( han so-hee, cis-female, she/her ) Someone said they saw HANI JEONG around Rift Valley the night of Miles Logan’s murder. People are wondering if they had something to do with it. The 28 year old claims to be DOING OVERTIME AT THE STATION at the time of the murder. They are said to be HONEST, which can play to their innocence until you consider they are also VENGEFUL. But who knows if they are telling the truth? Rumor has it, they ARE NOT a witness in the investigation. Regardless, the CIVILIAN who happens to be the ORGANIZED CRIME INVESTIGATOR is a suspect, but so is everyone else.
info .
name: kim haneul jeong hani nickname(s): honey date of birth: january 12th, 1998 ( assumed ) age: twenty-eight place of birth: rift valley, california ( assumed )

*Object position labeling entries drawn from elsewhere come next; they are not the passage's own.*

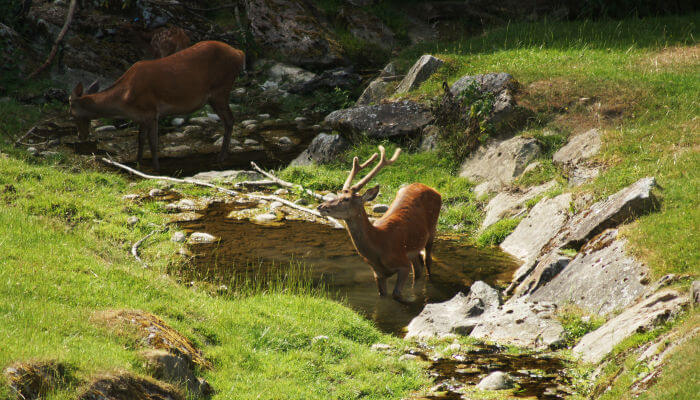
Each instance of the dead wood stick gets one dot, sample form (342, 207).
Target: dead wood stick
(168, 178)
(135, 248)
(286, 202)
(286, 184)
(59, 38)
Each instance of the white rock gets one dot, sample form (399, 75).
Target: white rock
(202, 237)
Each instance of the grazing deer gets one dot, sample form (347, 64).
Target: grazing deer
(174, 85)
(167, 41)
(394, 242)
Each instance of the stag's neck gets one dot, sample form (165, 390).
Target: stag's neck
(362, 233)
(104, 104)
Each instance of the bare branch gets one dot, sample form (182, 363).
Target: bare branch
(59, 38)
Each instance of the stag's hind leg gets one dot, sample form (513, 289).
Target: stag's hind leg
(220, 105)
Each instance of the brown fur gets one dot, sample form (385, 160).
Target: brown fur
(174, 85)
(167, 41)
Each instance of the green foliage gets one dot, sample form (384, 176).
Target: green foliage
(497, 232)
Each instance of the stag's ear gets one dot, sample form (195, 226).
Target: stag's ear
(77, 91)
(93, 88)
(370, 194)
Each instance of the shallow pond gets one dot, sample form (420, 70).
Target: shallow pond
(333, 262)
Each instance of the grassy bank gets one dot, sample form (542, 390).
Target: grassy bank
(64, 242)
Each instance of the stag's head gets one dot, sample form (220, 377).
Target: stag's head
(77, 108)
(350, 202)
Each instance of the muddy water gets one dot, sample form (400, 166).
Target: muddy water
(334, 263)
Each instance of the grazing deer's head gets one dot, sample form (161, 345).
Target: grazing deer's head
(349, 202)
(77, 108)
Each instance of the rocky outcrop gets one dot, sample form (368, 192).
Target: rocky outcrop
(419, 73)
(521, 323)
(500, 85)
(537, 229)
(294, 29)
(508, 204)
(500, 162)
(388, 120)
(641, 317)
(324, 148)
(617, 209)
(457, 315)
(600, 279)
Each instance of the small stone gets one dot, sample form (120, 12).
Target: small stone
(106, 128)
(496, 381)
(285, 141)
(379, 208)
(202, 237)
(178, 237)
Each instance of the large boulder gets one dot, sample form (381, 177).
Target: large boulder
(501, 162)
(641, 317)
(500, 85)
(602, 278)
(419, 73)
(506, 204)
(537, 229)
(294, 29)
(521, 323)
(324, 148)
(455, 316)
(387, 120)
(617, 209)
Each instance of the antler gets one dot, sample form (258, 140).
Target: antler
(382, 163)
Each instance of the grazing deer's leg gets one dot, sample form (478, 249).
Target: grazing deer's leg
(221, 108)
(428, 253)
(417, 262)
(152, 130)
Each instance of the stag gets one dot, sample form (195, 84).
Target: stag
(174, 85)
(392, 244)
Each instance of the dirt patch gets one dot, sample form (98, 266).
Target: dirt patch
(33, 380)
(125, 386)
(154, 332)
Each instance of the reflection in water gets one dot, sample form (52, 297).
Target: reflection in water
(334, 262)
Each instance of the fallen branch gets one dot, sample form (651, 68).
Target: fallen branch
(135, 248)
(59, 38)
(286, 184)
(286, 202)
(168, 178)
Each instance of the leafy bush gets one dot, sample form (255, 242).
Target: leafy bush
(496, 233)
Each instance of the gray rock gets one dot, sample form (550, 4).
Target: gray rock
(323, 148)
(496, 380)
(419, 73)
(457, 315)
(295, 30)
(536, 230)
(602, 278)
(506, 204)
(178, 237)
(617, 209)
(388, 120)
(641, 317)
(202, 237)
(501, 162)
(521, 323)
(579, 148)
(380, 208)
(501, 85)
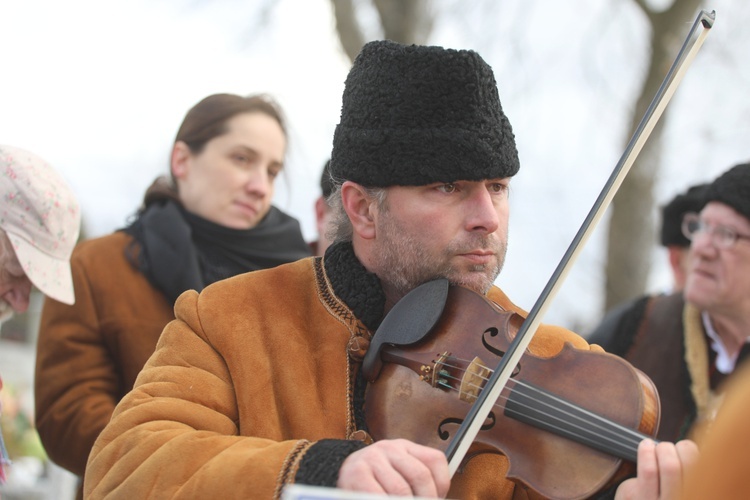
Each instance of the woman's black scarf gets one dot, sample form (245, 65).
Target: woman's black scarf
(180, 251)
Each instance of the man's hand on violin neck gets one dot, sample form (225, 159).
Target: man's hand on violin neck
(396, 467)
(662, 469)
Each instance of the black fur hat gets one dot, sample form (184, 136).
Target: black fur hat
(413, 115)
(671, 215)
(732, 188)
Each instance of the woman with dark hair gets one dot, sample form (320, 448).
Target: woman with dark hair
(211, 220)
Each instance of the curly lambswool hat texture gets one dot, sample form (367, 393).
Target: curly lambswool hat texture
(672, 213)
(732, 188)
(413, 115)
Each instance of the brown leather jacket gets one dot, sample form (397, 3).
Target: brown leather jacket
(253, 375)
(89, 354)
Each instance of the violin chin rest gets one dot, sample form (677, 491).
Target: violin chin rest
(410, 320)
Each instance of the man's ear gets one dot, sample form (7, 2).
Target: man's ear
(359, 208)
(179, 162)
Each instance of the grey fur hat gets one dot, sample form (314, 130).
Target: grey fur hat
(413, 115)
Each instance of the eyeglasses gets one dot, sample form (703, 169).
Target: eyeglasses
(721, 236)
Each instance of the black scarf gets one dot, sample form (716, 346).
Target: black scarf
(180, 251)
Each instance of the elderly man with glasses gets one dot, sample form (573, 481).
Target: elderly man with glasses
(690, 342)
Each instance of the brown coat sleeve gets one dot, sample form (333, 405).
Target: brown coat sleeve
(151, 448)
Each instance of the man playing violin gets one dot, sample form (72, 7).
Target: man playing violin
(257, 383)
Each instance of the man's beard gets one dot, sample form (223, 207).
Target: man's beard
(403, 264)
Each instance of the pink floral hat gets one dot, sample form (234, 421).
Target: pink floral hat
(42, 218)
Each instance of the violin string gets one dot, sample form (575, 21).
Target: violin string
(630, 436)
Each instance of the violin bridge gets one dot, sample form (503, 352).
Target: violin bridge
(473, 380)
(436, 374)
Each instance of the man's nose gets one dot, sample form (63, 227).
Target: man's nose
(483, 214)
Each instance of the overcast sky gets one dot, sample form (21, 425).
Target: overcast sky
(98, 88)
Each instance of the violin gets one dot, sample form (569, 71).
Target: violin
(566, 424)
(580, 413)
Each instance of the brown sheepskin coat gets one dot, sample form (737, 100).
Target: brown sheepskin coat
(251, 375)
(89, 354)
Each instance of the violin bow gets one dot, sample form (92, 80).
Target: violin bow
(481, 408)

gender: cis-female pronouns: she/her sexuality: bisexual
occupation: organized crime investigator education: bsc in criminal justice, federal police academy graduate affiliation: openly no affiliation, secretly mob-leaning ( mole )
aesthetics: scraped open knuckles and blood-stained bandages, flickering lights and a shadow moving through the dark, a playground in the dark and a lonely swingset squeaking in a soft breeze, a cornered animal with raised hackles and bared teeth, a shabby backpack filled with all your belongings, rage that makes your fingers tremble, a switchblade and gun tucked underneath your pillow as you sleep, obsession that eats you alive soundtrack: the guardian (ellie's song) by shawn james positive traits: honest, compassionate, perceptive, loyal, unwavering, determined, courageous, alert negative traits: vengeful, combative, scheming, irritable, closed-off, cynical, secretive, spiteful
height: 5'7 eye color: dark brown hair color: dark brown, almost black notable features: a hole above her eyebrow from a removed piercing, three more piercings in her left ear
bio .
( tw: child neglect, death, drugs, blood )
there's a taste to loneliness. you know it well. you were raised on it, after all.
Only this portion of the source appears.